Is this vector calculus version of Lagrange's identity correct?

Question

Lagrange's identity can be written like $$ |\mathbf{a}|^2|\mathbf{b}|^2 = |\mathbf{a}\times \mathbf{b}|^2 + |\mathbf{a}\cdot \mathbf{b}|^2 $$ Now if we replace the vector $\mathbf{a}$ with the Nabla operator $\nabla$ we get $$ |\nabla|^2|\mathbf{b}|^2 = |\nabla\times \mathbf{b}|^2 + |\nabla\cdot \mathbf{b}|^2 $$ or using the Laplace operator $\Delta$ $$ \Delta (\mathbf{v} \cdot \mathbf{v}) = |\nabla\times \mathbf{v}|^2 + |\nabla\cdot \mathbf{v}|^2 $$ This looks nice, but is it true?
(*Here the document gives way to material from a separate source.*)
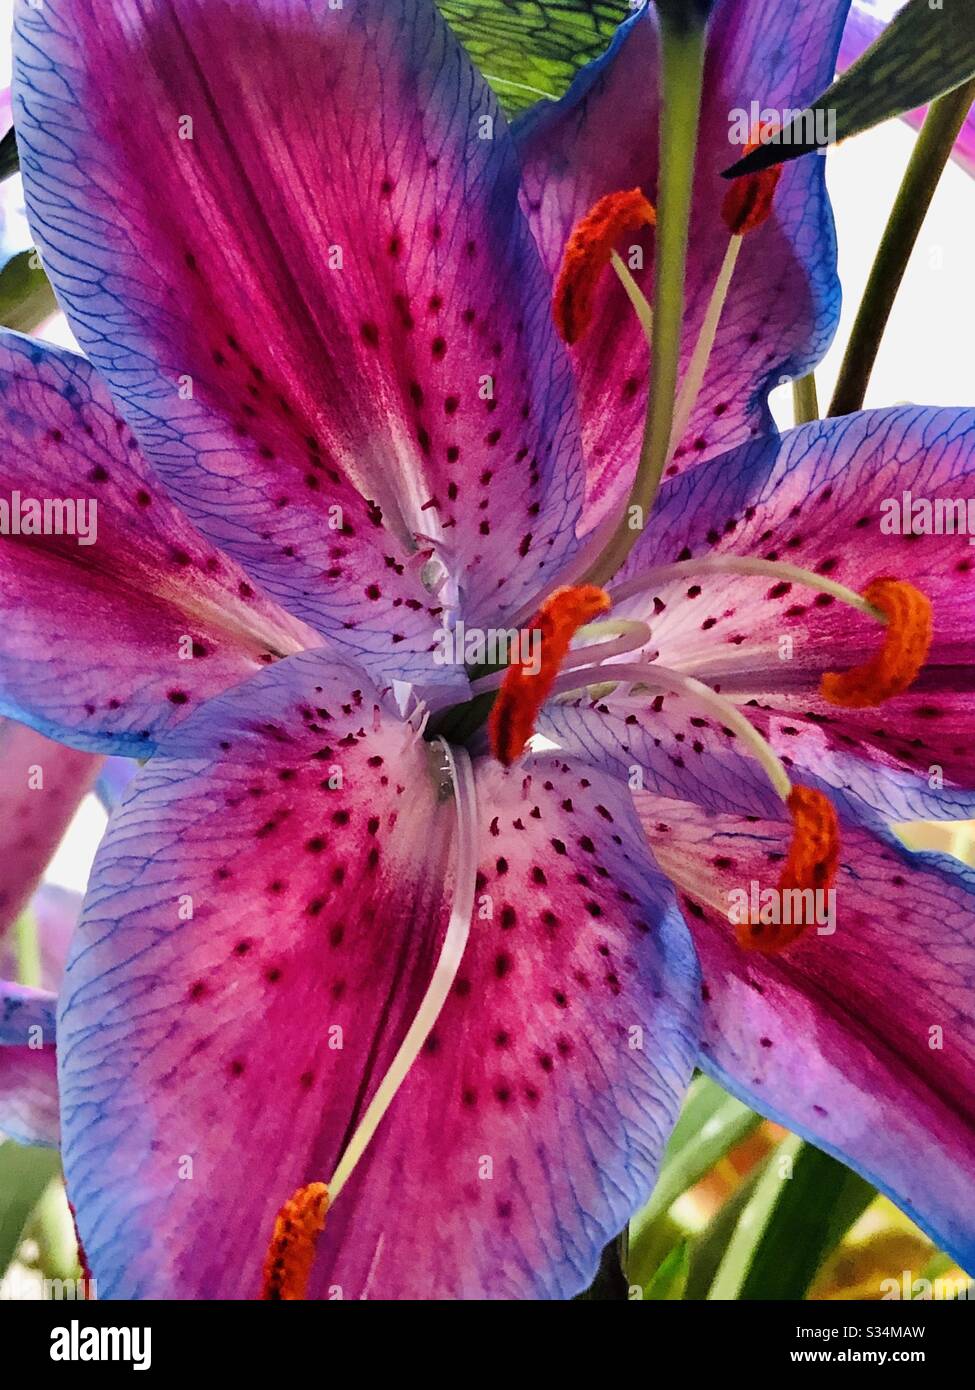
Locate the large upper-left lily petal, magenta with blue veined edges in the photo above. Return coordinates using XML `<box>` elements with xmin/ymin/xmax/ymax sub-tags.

Can one derive and prove this identity directly via vector calculus (or by any other means)?

Answer 1

Consider this example

$$ \mathbf{v} = \frac{1}{2}x^2 \hat{x} $$

In this case

$$ \nabla\cdot \mathbf{v} = x $$

and

$$ \nabla \times \mathbf{v} = 0 $$

Therefore

$$ |\nabla \cdot \mathbf{v}|^2 + |\nabla \times \mathbf{v}|^2 = x^2 \tag{1} $$

On the other hand

$$ \Delta (\mathbf{v}\cdot \mathbf{v}) = \Delta(x^4/4) = 3x^2 \tag{2} $$

From (1) and (2):

$$ \Delta (\mathbf{v}\cdot \mathbf{v}) \ne |\nabla \cdot \mathbf{v}|^2 + |\nabla \times \mathbf{v}|^2 $$